Heathen sailor from Eagle River keeps Norse beliefs alive aboard aircraft carrier

Wednesday, January 9, 2019 - 12:12
  • An altar is created on a log at the Alaska Heathenry gathering in Ninilchik. Alaska Heathenry members camped on the beach in Ninilchik for their annual midsummer gathering. Photographed on June 21, 2018.(Marc Lester / ADN)

An Eagle River sailor is helping lead a movement to keep an ancient belief alive aboard a Navy aircraft carrier.
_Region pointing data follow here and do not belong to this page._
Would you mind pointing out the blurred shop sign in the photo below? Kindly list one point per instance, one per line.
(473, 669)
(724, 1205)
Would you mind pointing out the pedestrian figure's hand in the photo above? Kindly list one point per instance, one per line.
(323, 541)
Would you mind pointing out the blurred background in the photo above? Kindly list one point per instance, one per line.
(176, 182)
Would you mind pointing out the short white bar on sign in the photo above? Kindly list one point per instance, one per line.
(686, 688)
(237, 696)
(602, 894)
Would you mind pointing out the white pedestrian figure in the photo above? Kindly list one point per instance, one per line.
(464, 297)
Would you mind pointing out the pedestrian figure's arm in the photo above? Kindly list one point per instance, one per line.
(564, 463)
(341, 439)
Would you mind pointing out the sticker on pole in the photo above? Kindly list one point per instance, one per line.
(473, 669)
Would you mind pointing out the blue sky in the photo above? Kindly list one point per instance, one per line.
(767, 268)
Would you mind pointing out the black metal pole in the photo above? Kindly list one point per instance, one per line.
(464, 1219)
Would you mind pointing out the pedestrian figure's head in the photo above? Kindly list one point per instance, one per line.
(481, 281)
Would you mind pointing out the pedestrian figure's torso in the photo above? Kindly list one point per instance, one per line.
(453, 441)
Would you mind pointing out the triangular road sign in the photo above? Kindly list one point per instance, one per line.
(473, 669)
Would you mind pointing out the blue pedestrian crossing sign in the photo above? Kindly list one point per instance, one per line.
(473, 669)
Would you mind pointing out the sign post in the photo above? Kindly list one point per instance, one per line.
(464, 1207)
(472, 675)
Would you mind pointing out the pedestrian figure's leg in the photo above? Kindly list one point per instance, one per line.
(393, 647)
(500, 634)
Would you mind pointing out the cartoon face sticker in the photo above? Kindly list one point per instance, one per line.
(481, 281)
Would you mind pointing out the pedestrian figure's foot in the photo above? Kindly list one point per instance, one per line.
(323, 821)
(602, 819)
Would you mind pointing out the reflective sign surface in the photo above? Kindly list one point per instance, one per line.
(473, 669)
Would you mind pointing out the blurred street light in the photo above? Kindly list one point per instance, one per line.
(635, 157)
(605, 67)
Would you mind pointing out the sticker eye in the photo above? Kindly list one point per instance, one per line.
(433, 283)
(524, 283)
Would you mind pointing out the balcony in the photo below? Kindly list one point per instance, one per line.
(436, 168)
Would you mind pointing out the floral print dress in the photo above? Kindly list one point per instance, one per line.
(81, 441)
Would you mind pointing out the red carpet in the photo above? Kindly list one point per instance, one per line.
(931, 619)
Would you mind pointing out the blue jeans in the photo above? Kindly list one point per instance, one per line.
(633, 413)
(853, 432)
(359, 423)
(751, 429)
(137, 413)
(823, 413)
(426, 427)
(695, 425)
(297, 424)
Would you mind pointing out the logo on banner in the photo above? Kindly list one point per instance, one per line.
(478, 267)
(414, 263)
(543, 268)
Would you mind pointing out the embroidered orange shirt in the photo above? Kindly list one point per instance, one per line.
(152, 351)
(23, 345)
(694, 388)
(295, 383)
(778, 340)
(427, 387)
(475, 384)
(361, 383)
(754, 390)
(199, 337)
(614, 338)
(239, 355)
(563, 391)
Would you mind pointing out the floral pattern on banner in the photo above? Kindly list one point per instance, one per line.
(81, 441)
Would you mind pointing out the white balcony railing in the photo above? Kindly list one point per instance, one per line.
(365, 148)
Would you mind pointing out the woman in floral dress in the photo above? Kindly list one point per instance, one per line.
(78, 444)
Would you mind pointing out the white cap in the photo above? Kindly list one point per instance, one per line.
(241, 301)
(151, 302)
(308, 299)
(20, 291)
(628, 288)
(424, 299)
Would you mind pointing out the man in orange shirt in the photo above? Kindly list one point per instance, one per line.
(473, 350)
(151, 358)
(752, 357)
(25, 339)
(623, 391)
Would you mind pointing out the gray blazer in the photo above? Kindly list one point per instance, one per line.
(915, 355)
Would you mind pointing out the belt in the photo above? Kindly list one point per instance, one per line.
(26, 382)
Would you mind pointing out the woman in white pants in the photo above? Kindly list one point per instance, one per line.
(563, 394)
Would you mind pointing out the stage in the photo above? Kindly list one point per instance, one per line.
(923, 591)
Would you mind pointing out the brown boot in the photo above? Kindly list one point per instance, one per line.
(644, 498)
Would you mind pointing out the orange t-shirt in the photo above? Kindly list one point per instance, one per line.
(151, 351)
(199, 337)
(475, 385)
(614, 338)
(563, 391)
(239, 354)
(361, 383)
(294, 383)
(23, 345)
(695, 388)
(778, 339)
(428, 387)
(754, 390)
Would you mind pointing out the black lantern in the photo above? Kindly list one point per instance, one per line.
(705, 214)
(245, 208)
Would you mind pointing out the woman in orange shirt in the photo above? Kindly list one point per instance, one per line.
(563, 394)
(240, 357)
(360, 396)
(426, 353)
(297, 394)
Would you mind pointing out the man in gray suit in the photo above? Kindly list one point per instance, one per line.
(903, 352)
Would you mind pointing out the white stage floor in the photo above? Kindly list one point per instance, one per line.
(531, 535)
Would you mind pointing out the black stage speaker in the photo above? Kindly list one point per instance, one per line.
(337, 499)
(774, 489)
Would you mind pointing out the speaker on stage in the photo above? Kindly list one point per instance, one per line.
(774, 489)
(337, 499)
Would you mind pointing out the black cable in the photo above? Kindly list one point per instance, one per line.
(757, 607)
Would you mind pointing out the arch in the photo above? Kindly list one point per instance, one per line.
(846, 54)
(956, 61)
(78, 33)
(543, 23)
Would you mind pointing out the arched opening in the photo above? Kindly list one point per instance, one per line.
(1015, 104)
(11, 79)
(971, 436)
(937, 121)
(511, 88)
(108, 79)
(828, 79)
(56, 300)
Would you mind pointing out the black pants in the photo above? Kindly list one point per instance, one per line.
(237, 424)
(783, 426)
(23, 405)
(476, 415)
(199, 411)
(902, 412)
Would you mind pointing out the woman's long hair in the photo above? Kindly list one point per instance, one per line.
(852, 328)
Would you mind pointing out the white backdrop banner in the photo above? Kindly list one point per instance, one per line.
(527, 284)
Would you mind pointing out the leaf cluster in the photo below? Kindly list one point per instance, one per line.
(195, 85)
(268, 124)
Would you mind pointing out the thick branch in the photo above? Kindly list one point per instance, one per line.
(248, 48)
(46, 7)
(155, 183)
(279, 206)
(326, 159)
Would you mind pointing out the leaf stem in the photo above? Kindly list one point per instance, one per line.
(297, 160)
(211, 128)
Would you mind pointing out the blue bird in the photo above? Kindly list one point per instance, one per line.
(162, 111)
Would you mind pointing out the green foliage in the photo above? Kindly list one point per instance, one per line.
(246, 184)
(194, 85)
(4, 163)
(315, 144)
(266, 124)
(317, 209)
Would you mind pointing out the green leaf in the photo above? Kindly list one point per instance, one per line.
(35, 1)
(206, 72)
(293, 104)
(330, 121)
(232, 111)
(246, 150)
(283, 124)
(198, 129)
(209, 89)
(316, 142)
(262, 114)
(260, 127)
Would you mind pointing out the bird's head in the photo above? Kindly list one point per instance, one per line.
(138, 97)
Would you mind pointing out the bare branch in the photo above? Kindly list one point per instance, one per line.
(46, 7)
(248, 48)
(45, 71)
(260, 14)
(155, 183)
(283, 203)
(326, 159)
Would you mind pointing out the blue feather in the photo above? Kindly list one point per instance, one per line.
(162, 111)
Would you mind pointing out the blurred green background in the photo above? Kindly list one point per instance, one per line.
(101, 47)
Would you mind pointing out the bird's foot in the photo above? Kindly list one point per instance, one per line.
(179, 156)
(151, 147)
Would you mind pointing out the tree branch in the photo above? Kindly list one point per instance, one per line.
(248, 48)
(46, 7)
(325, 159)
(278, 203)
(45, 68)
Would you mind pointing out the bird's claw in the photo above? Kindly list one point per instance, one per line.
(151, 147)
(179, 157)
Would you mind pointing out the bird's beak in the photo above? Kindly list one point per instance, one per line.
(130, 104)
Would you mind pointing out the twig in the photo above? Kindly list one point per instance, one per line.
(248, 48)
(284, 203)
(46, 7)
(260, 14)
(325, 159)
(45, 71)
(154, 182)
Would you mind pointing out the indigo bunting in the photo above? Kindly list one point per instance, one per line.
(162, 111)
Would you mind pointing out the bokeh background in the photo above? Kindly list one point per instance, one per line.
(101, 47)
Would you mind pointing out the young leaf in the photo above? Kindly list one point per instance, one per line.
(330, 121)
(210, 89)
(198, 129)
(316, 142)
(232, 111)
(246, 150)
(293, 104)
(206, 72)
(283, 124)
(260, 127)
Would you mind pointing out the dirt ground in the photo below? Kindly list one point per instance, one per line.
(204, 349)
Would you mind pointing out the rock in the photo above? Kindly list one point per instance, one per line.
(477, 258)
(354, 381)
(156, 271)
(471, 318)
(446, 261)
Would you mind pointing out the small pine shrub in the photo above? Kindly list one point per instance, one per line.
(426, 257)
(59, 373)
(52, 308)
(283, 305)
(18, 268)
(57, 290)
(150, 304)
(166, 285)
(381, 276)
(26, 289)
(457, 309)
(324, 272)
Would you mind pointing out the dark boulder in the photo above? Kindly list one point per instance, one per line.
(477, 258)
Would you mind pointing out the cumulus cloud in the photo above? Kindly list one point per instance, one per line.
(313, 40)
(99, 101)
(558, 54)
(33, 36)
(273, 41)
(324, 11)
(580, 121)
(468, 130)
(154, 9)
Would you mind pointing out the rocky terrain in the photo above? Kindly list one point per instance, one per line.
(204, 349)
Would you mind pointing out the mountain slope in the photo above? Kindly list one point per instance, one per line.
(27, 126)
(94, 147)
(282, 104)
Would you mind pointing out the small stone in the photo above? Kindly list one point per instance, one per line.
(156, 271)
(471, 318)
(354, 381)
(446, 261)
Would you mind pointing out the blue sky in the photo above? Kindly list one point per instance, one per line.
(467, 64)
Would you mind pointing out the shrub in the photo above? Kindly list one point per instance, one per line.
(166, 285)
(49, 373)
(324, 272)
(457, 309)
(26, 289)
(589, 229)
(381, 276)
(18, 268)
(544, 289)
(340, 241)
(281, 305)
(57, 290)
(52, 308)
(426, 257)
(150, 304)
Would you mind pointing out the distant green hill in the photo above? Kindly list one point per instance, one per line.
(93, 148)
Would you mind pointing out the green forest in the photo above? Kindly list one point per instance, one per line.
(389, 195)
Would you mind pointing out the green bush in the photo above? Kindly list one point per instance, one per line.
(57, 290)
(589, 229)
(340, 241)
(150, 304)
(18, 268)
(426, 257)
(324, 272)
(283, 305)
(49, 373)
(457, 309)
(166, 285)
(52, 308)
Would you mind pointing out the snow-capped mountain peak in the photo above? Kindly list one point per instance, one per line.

“The chapel onboard [the carrier John C.] Stennis is where Aviation Electrician’s Mate 2nd Class Joshua Wood, a once-Roman Catholic sailor from Eagle River, Alaska, fills the duties of Heathenry lay leader, a position of religious leadership that must be appointed by a unit’s commanding officer,” reads a story published recently in the Navy Times.

Wood is a 2010 graduate of Eagle River High School. He has observed Heathenry for five years, according to the story, which notes he leads a small group of sailors in weekly services devoted to Norse gods. He was first exposed to the beliefs in school, he said.

“Wood was just in high school when he enrolled in a mythology class that he says ‘opened my eyes to the Nordic Gods,’” the story says. “It didn’t take long before the sailor discovered a group of like-minded Heathens in his hometown of San Diego, one that helped cement his perception of his newfound faith and his place in its community.”

“They are my surrogate family,” he said.